UCC PI’s: Aaron Lim, Andy Wheeler

It is estimated that less than 5% of the seafloor is mapped at a resolution to that of similar studies on land (Wölfl et al., 2019). Despite this, national seabed mapping efforts are not ubiquitous with countries such as Ireland and Norway having mapped significantly more of their seabed territory than other countries. Seabed 2030, a collaborative project between the Nippon Foundation of Japan and the General Bathymetric Chart of the Oceans (GEBCO), aims centralise all available bathymetric data producing a publicly available map of the world ocean floor by 2030 (Mayer et al., 2018). As such, by 2030, there will be extremely large volumes of bathymetric data available. There is a ‘bottleneck’ in the time it takes to analyse this data into policy-ready information as well as data analyses completed in geographic isolation meaning results from area to area and not comparable (Lim et al., in review). Here, we propose a first-order geomorphological-based seabed classification method that can be applied to large volumes of bathymetric data which can reduce time and subjectivity through a standardised approach. Specifically, this report applies various first-order geomorphological-based classifications to segments of the INFOMAR dataset to assess their advantages and disadvantages.
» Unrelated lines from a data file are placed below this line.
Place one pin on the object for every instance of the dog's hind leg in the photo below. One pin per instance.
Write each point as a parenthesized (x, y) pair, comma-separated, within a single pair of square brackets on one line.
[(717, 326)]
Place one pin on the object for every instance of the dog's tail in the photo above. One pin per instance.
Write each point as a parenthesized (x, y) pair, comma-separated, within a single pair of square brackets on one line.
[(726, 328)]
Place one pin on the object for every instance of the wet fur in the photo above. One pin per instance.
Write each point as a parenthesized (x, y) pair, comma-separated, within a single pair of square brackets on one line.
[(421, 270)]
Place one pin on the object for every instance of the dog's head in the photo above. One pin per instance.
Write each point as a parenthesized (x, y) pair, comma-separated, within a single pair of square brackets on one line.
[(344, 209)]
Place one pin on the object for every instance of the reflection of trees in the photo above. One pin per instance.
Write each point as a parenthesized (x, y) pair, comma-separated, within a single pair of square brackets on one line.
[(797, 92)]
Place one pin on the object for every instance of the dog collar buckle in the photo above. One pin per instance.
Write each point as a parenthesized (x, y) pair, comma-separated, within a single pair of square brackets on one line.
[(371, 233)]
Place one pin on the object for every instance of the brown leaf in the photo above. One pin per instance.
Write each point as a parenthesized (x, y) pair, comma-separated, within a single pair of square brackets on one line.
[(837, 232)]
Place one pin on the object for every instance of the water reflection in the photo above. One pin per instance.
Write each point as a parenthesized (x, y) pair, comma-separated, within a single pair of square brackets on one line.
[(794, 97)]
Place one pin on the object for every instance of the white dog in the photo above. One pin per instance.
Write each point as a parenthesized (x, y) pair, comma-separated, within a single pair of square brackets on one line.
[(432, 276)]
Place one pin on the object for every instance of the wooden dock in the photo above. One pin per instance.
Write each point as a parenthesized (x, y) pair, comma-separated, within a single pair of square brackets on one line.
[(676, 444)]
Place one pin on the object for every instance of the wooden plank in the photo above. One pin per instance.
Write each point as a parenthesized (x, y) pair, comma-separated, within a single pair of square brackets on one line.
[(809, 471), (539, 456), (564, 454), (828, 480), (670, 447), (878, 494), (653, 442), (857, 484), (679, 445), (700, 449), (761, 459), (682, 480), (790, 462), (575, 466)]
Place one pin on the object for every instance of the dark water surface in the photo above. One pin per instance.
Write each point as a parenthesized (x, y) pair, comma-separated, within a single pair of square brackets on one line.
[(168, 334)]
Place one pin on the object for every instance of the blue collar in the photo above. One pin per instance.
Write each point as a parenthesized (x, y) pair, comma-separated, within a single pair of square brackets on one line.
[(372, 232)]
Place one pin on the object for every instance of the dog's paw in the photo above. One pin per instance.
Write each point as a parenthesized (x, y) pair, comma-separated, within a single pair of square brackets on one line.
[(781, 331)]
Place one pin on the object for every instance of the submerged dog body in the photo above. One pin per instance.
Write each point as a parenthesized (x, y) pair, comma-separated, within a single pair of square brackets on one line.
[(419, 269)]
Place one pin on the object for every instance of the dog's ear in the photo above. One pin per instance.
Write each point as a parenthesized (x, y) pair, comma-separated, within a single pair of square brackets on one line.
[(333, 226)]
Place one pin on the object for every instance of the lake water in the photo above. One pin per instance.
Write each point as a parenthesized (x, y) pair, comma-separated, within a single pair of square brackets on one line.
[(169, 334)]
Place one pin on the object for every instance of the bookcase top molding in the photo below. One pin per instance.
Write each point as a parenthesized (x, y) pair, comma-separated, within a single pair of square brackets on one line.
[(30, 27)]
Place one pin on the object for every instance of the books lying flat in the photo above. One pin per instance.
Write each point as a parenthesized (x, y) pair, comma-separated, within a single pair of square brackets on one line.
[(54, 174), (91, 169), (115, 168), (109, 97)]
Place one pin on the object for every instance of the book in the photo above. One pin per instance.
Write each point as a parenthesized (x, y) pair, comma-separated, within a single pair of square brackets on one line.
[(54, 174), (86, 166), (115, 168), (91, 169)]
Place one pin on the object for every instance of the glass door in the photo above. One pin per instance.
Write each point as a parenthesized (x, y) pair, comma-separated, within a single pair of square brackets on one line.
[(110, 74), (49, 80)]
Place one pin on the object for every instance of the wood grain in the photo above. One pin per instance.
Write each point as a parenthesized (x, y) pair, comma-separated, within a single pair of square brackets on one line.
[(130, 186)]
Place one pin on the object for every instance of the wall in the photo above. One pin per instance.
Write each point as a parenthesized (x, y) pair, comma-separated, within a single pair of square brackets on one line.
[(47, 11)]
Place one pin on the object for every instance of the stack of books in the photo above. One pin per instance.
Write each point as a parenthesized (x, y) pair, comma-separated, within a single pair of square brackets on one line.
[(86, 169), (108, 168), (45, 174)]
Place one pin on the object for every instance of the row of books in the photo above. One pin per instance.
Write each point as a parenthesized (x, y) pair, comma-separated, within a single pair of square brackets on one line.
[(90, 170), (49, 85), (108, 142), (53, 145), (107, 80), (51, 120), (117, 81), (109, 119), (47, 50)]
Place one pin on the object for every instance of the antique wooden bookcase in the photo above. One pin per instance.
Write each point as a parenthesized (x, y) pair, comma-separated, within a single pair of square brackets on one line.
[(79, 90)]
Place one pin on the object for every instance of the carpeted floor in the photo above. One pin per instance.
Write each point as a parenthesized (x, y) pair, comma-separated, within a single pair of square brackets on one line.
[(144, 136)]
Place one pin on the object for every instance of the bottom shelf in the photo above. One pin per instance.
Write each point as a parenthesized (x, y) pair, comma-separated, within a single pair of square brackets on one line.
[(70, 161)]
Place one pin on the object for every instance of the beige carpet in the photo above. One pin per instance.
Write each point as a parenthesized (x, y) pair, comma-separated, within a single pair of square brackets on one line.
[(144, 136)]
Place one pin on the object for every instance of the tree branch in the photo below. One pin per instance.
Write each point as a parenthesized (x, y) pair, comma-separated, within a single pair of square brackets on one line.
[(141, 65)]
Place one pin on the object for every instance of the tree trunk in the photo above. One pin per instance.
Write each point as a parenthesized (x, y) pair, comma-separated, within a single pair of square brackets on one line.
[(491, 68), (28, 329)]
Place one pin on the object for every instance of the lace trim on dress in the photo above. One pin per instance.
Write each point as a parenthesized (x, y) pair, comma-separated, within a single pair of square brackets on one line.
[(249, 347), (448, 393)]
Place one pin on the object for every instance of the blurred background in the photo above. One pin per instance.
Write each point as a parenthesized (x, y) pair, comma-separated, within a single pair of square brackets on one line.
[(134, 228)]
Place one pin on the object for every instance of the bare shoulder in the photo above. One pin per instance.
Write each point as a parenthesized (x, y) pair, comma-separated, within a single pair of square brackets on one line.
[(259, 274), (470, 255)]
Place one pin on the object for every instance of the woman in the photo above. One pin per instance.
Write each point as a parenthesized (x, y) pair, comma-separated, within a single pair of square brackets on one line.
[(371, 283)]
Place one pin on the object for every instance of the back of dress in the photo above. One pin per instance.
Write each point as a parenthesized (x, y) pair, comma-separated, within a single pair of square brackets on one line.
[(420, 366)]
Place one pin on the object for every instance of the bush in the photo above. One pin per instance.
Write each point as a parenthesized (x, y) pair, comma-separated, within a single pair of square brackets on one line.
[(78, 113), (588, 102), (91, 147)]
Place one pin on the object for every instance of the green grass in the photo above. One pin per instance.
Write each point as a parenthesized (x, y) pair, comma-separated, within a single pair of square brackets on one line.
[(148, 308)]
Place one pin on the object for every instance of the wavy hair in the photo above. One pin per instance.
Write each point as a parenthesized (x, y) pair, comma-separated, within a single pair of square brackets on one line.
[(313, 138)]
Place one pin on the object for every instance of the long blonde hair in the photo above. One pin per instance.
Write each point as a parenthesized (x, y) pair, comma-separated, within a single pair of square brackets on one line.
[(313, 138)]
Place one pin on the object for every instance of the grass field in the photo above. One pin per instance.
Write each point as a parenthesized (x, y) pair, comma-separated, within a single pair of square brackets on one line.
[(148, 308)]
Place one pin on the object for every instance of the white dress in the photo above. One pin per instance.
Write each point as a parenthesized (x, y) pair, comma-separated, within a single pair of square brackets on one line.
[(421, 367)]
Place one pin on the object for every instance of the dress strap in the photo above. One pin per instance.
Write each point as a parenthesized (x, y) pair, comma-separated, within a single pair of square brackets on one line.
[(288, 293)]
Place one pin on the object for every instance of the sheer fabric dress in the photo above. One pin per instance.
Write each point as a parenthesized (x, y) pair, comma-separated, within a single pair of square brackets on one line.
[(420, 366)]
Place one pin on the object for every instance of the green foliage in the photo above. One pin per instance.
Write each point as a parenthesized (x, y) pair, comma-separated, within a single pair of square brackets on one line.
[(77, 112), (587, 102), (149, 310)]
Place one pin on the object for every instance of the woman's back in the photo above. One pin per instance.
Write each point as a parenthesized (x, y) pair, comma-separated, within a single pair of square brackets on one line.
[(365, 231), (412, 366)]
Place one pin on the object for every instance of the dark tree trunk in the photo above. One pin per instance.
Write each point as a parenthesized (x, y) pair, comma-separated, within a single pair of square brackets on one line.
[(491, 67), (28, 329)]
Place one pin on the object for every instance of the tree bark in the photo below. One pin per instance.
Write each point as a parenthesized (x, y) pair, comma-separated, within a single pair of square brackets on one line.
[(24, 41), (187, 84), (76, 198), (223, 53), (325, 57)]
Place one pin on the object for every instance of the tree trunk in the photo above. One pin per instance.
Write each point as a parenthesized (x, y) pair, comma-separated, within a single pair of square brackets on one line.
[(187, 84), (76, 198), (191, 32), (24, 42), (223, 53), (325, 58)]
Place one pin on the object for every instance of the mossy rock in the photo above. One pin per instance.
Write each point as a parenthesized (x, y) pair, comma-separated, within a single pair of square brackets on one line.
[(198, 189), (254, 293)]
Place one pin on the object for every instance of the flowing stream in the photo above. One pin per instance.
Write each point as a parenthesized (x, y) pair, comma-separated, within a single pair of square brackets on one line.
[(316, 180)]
The report shows that while all methods require further testing on other more segments, specifically those with gradational boundaries, they all present specific advantages and disadvantages. Nevertheless, an ensemble approach seems most advantageous. However, it is strongly advised to further test the pure object-based method with more suitable learn-applied machine learning classifiers which have shown promising results in similar studies (Summers et al., in prep.).

The project has 3 main aims (from the original proposal):

Aim 1) collate the datasets already collected by INFOMAR, combine this with data from existing studies and create a geomorphological map of the features on the Irish shelf (<200m bsl)

Aim 2) The development of techniques to map large datasets, especially in areas where ground-truthing is scarce. This will involve automated feature detection and the designation of ‘potential’ habitats

Aim 3) To produce an atlas of seabed features that can be used by a range of stakeholders to benefit the marine sector in Ireland, as well as on an international scale.